Dheepan
Jacques Audiard’s seventh feature focuses on a Tamil Tiger attempting to build a new life in Paris.
With films like The Beat That My Heart Skipped, A Prophet and Rust and Bone, Jacques Audiard has established himself as arguably France’s leading contemporary filmmaker. His seventh feature, Dheepan, finally won him the Palme d’Or (at the 2015 Cannes festival) and the subject matter of a Tamil asylum seeker in Paris is as topical as ever. Opening at a refugee camp in Sri Lanka, the film immediately asserts its credentials. This is real life, with no Hollywood tricks to manipulate our allegiance, with just the image of a poor woman going from tent to tent looking for a child. It transpires that she, Yalini (Kalieaswari Srinivasan), wants to adopt a girl on the spot so as to fit the profile of her fabricated papers, enabling her a legitimate passage to Europe. She speaks English and hopes to get to London, but when she hooks up with Sivadhasan (Antonythasan Jesuthasan), she’s happy to pose as his husband and follow him to France. He takes on the identity of the deceased Dheepan, a bona fide political refugee with a permit to move to Paris. Together, they then adopt the nine-year-old Illayaal (Claudine Vinasithamby), who speaks better French than either of them. Once in Paris, ‘Dheepan’ secures a job as caretaker on a sink estate and, tenuously, he, Yalini and Illayaal attempt to build a family unit in a world far from what they have ever known…
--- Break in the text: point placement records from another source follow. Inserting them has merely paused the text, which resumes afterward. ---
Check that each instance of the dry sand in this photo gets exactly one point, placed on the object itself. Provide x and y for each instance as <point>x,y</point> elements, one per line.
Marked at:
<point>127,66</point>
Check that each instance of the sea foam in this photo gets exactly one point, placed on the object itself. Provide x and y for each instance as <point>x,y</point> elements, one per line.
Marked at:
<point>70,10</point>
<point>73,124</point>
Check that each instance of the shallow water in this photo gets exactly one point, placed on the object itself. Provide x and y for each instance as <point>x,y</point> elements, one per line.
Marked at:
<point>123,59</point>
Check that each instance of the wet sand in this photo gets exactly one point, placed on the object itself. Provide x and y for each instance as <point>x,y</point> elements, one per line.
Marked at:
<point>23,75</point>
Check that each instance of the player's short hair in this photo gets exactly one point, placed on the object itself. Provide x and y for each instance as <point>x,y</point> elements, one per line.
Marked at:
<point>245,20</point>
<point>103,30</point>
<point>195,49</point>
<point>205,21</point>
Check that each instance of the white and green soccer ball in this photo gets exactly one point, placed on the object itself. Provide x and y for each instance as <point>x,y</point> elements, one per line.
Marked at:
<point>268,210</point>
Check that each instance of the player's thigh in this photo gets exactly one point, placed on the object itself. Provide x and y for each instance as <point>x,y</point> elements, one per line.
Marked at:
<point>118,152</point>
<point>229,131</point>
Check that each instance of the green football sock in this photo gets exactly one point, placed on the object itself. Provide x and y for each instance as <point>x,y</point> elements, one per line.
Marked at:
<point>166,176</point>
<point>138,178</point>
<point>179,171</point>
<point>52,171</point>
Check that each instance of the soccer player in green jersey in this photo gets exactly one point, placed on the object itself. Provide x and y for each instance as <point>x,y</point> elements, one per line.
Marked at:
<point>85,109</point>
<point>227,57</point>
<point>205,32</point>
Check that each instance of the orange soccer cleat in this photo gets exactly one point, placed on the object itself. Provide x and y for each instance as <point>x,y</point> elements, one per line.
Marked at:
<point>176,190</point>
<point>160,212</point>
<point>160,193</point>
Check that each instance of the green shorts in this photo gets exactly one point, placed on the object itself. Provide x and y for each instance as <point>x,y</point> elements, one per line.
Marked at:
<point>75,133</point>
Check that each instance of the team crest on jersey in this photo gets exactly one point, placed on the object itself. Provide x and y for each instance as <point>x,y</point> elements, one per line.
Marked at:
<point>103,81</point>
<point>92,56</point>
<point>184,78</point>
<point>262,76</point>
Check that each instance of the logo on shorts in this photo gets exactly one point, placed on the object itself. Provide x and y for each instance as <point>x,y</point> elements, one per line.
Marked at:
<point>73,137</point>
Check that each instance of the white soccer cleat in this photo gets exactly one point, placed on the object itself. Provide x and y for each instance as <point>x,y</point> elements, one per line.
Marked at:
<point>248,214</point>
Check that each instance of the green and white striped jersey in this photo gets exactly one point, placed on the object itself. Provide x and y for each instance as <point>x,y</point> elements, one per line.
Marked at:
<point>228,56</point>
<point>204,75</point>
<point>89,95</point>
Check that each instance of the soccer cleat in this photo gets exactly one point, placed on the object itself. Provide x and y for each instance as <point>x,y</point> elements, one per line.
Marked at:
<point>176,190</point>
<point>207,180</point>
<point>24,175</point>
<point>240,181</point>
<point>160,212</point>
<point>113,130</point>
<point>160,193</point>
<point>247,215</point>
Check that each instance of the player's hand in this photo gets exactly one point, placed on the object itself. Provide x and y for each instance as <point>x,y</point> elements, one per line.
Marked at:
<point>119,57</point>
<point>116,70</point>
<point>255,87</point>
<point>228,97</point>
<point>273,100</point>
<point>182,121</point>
As usual, Jacques Audiard pulls no punches, allowing the naturalism of his scenario to suck the viewer into a realistic environment in which integration and communication is a constant battle. Dheepan, though, proves to be an accomplished janitor and takes on the mantle of caretaker to both his new ‘wife’ and ‘child.’ However, the transgressions of his past gradually begin to resurface – he was a Tamil Tiger – while Yalini’s longing to join her cousin in London grates with his long-term plan. In addition, the language barrier and the endemic prejudice of the locals starts to undermine what at first looked like a dream come true…
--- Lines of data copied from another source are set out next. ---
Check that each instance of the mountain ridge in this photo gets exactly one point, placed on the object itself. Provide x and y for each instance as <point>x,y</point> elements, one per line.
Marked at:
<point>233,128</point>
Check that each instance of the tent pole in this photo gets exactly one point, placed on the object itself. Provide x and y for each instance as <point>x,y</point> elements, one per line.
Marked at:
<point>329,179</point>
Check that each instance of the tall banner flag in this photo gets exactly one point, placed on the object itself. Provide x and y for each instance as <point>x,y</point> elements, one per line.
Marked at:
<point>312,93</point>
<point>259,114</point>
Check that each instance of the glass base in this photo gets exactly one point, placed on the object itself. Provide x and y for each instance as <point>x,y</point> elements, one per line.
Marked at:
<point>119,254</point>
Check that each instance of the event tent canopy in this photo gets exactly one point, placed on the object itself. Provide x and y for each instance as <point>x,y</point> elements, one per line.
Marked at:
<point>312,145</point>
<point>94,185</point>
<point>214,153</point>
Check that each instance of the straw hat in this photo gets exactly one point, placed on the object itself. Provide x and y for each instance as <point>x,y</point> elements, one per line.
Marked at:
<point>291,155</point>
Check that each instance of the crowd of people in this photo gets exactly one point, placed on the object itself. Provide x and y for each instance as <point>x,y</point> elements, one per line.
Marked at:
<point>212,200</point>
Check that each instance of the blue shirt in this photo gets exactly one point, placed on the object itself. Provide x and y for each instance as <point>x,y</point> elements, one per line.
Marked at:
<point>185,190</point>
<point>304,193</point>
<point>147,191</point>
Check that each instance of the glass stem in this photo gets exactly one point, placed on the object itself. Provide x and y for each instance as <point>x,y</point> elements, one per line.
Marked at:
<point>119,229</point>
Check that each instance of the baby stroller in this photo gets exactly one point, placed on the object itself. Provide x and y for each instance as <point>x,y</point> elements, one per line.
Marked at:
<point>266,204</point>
Audiard has a knack for bringing a documentary-like realism to his films but is not against using cinema as an artistic tool, either. The visual motif of an elephant emerging from the undergrowth serves as both a potent reminder of the past that Dheepan has left behind and of the imminent dangers that await him. It goes without saying that the performances are pitch-perfect, without a hint of ‘acting’ to be detected. But whereas Audiard has been blessed with strong stories in the past, the narrative of Dheepan is a little slack. As a director, he is a better painter than a storyteller, and some might be disappointed by the longueurs that permeate his new film. And the finale, recalling the excesses of a certain 1970s’ Martin Scorsese classic, does not sit well with the rest of the film. An entirely more satisfactory drama about illegal immigration in Paris remains Olivier Nakache and Éric Toledano's engaging and touching Samba of 2014.
JAMES CAMERON-WILSON
Cast: Antonythasan Jesuthasan, Kalieaswari Srinivasan, Claudine Vinasithamby, Vincent Rottiers.
Dir Jacques Audiard, Pro Pascal Caucheteux, Screenplay Jacques Audiard, Thomas Bidegain and Noé Debré, PhEponine Momenceau, Pro Des Michel Barthélémy, Ed Juliette Welfling, Music Nicolas Jaar, Costumes Chattoune.
Canal+/Ciné+/France 2 Cinéma/France Télévisions/Page 114/Why Not Productions-StudioCanal.
114 mins. France. 2015. Rel: 8 April 2016. Cert. 15.